“In a recent
study, University of Minnesota biologist Emilie C. Snell-Rood found evidence
suggesting that our direct changes to the natural habitats of animals (through
technologies advances, antibiotics and revised food pyramids) have caused some
animals to evolve with bigger brains. Dr. Snell-Rood studied dozens of
individual animal skulls, some as old as a century, from ten different species
including bats, gophers and mice. In two of the species, the white-footed mouse
and the meadow role, the brains of the animals plucked from metropolitan areas
or suburbs were about 6% bigger than those of the animals taken from farms or
other rural areas. Dr. Snell-Rood's hypothesis after assessing the first wave
of results was that brains become significantly bigger when they move to cities
or bustling towns, where the animals must learn to find food in places that
they're not biologically trained to encounter or expect.”
Again this
is not an example of evolution, but another example of selective breeding. None of these critters in the study evolved
into another species, rather like we breed the miniature horse by choosing
which horse to breed with each horse to get the desired results. In this case the selective breading was
forced indirectly upon the animals by humans instead of directly. If you want to call this an example of
evolution you have to call what breeders of all livestock, dogs, and cats do
also an example of evolution.
I truly do
not think that these biologist knows what the difference in evolution and
selective breeding is. Regardless of
where man is forcing the selection or nature unless and until a new species
comes into being it cannot be claimed to be an example of evolution.
Just as we
breed horses and dogs to have smaller and then bigger heads, to be stronger or
weaker, fasted or slower, so can change in wild animal's habitat by killing off
the less adaptable, and forcing the remainder to breed with what is available
to breed with, and pass on the charistics of the survivor. This is in principle
what the breeder is doing when he culls his stock of undesirable
charistics. If you are going to claim
one is evolution then you have to let the other have the same designation.
In a paper
published Oct. 28, 2013, in the journal Proceedings of the National Academy of
Sciences, Isbell; Hisao Nishijo and Quan Van Le at Toyama University, Japan;
and Rafael Maior and Carlos Tomaz at the University of Brasilia, Brazil; and
colleagues show that there are specific nerve cells in the brains of rhesus
macaque monkeys that respond to images of snakes. From the report: “The snake-sensitive neurons
were more numerous, and responded more strongly and rapidly, than other nerve
cells that fired in response to images of macaque faces or hands, or to
geometric shapes. Isbell said she was surprised that more neurons responded to
snakes than to faces, given that primates are highly social animals.”
Isbell
originally published her hypothesis in 2006, following up with a book, The
Fruit, the Tree and the Serpent (Harvard University Press, 2009) in which she
argued that our primate ancestors evolved good, close-range vision primarily to
spot and avoid dangerous snakes. If Isbell
really said this then she does not understand the Theory of Evolution at
all. I read stuff like this all the
time, “…ancestors evolved good, close-range vision primarily to spot and
avoid…” or “garaffs evolve long neck to eat the top of trees” or "The
common ancestors of all primates evolved an opposable thumb so they could grasp
branches." These are all Back
Assward.
If evolution
works it is haphazard without purpose or plan.

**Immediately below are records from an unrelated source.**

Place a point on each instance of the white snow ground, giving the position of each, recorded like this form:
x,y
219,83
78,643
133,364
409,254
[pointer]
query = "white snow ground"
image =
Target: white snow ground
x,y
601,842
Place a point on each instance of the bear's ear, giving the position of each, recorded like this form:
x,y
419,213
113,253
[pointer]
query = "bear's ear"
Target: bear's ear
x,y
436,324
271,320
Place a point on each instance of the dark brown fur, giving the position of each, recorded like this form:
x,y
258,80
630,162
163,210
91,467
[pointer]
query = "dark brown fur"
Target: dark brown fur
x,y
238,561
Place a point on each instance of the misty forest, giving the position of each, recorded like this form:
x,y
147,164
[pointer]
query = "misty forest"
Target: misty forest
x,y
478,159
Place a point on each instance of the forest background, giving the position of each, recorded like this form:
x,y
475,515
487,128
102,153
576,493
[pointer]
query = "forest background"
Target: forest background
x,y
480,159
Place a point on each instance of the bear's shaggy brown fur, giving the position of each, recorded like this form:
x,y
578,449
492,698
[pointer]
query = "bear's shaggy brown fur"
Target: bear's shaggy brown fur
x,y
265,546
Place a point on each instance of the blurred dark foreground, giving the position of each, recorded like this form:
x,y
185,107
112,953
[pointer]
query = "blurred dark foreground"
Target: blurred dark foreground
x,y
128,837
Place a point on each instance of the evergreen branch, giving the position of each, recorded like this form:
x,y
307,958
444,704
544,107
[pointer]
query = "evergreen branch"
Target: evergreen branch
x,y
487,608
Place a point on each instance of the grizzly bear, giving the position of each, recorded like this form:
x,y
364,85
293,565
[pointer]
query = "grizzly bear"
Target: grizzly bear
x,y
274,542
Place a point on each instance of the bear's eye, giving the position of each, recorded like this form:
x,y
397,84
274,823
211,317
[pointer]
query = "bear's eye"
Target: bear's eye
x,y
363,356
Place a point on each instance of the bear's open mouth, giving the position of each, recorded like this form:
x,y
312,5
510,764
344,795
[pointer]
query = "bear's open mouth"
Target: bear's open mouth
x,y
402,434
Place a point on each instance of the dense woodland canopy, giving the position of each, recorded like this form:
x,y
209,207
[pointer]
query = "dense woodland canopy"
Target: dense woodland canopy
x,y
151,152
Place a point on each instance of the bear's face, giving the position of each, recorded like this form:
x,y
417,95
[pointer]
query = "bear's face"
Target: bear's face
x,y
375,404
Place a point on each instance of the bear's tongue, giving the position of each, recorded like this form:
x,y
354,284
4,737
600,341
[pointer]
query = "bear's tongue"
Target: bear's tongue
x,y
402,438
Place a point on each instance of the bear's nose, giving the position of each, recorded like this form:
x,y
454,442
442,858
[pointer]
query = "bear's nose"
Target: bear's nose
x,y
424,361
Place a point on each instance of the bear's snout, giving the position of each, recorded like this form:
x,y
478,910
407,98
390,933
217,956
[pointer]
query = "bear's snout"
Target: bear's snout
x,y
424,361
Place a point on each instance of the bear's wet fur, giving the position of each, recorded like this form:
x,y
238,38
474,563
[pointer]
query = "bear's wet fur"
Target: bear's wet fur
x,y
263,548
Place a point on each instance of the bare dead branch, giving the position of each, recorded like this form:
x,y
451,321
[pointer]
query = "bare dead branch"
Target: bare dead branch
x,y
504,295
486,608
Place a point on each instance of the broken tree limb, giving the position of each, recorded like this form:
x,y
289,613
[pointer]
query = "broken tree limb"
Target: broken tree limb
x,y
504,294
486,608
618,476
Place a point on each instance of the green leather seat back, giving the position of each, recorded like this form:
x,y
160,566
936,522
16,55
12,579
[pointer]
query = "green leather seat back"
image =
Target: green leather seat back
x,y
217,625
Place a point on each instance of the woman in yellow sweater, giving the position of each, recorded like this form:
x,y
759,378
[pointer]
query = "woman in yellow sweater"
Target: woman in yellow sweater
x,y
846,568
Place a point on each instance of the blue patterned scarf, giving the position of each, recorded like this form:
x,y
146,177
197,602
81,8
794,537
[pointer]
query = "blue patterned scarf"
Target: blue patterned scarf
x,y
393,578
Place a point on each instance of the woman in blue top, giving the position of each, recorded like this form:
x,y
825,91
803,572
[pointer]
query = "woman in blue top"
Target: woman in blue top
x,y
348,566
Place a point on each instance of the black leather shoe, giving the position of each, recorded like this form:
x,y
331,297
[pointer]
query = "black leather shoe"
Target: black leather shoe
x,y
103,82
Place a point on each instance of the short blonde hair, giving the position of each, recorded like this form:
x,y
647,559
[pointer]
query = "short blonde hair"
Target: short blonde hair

If it is planed what it is doing then it is a substituted for God.
When she "... argued that our primate ancestors evolved good,
close-range vision primarily to spot and avoid dangerous snakes.". Her words are saying that evolution planed
this and executed it.
There can be
no reason for evolution to do anything, not to allow our ancestors to see
snakes, or have to have a grasping hand.
What she has done is to find, "The snake-sensitive neurons were more
numerous, and responded more strongly and rapidly, than other nerve cells that
fired in response to images of macaque faces or hands, or to geometric shapes.
Isbell said she was surprised that more neurons responded to snakes than to
faces, given that primates are highly social animals." And then assume that was something that
evolution had done.
Had
evolution did it, it would not be so that they could see snakes, rather because the ones who
snakes better lived to make more babies that the one's who did not pick them
out so fast, and their babies past the trate on down to their babies. Isbell, et al, created a story to explain why
the rhesus Macaque monkeys' sensitive neurons fired up more for images of
snakes than it did for monkeys. It's a
good story if you believe in evolution.
Now to prove it she needs to show the same response in other primates,
and also show that the primates' don't fire off the same "sensitive
neurons" for other scary things.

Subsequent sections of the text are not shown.